When stars are young, they're usually surrounded by a cloud of cosmic gas and dust left over from when it formed. This dense ring, called a protoplanetary disk, is actually where planets themselves are born, as all that matter slowly combines together into spherical worlds over millions of years.

But how big a physical scale are we talking here? Well, we've now got a better idea than ever, with astronomers figuring out how to measure the distance between a star and its surrounding protoplanetary disk for the first time, using a method called 'light echoes'.

"Understanding protoplanetary disks can help us understand some of the mysteries about exoplanets, the planets in solar systems outside our own," said astronomer Huan Meng from the University of Arizona. "We want to know how planets form and why we find large planets called 'hot Jupiters' close to their stars."

So how did they do it?
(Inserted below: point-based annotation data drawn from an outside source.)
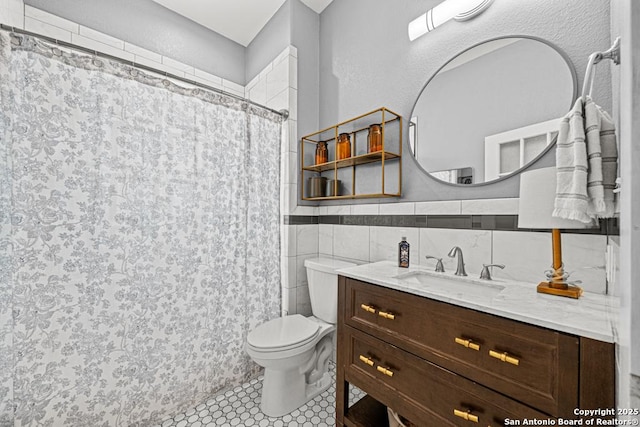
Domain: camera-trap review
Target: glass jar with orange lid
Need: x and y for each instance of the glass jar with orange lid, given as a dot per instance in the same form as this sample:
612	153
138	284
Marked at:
375	138
322	153
344	146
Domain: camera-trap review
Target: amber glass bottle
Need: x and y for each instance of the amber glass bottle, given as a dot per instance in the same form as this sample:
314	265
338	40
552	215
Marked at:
375	138
322	154
344	146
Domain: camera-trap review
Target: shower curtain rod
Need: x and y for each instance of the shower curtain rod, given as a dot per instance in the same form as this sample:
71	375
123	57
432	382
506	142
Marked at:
284	113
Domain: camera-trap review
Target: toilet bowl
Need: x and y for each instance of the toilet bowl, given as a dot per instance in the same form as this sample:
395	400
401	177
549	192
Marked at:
295	350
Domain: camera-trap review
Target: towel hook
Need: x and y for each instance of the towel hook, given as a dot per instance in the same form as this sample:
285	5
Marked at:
613	53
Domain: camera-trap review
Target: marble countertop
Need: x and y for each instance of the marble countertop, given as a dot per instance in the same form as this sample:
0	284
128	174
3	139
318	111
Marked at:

After all, the star in question – a 'baby' star called YLW 16B, at only about 1 million years old – isn't exactly nearby. At a distance of 400 light-years from Earth, YLW 16B is a long, long way away, and has about the same mass as the Sun, despite being much younger (the Sun is approximately 4.6 billion years old).

To gauge the distance between YLW 16B and the stardust around it, the team used data from NASA's Spitzer Space Telescope and four ground-based telescopes in Arizona, Chile, and Mexico.

Using a technique called photo-reverberation (aka light echoes) to measure the travel time of light, the researchers performed a comparison: measuring the difference between the amount of time it took for light to travel from YLW 16B directly to Earth, versus the time it took for light from YLW 16B to bounce off the inner edge of protoplanetary disk and then get here.

Since the speed of light is itself a constant, that short gap in time – about 74 seconds – let them calculate the distance between the star and its surroundings. It turns out that YLW 16B is approximately 0.08 astronomical units from its protoplanetary disk, which is around 8 percent of the distance between Earth and the Sun (which equals about 12 million kilometres or 7.5 million miles, if that helps).

For the method to work, the astronomers needed to find a star with variable emission, with brightness noticeably changing at different times, unlike the steady and therefore less-traceable glow of our Sun. Young stars often demonstrate this unevenness, and YLW 16B turned out to be a suitable candidate.

YLW 16B's own particular stats aren't of particular importance to the team, but the star turned out to be a great test case for this new way of measuring star-to-disk distances, and one which the team thinks could prove more reliable than the previous astronomical method, called interferometry.

"Knowing the exact position of the inner boundary of a protoplanetary disk is important to anyone who wants to understand planet evolution," says Meng.

The findings will be published in the Astrophysical Journal.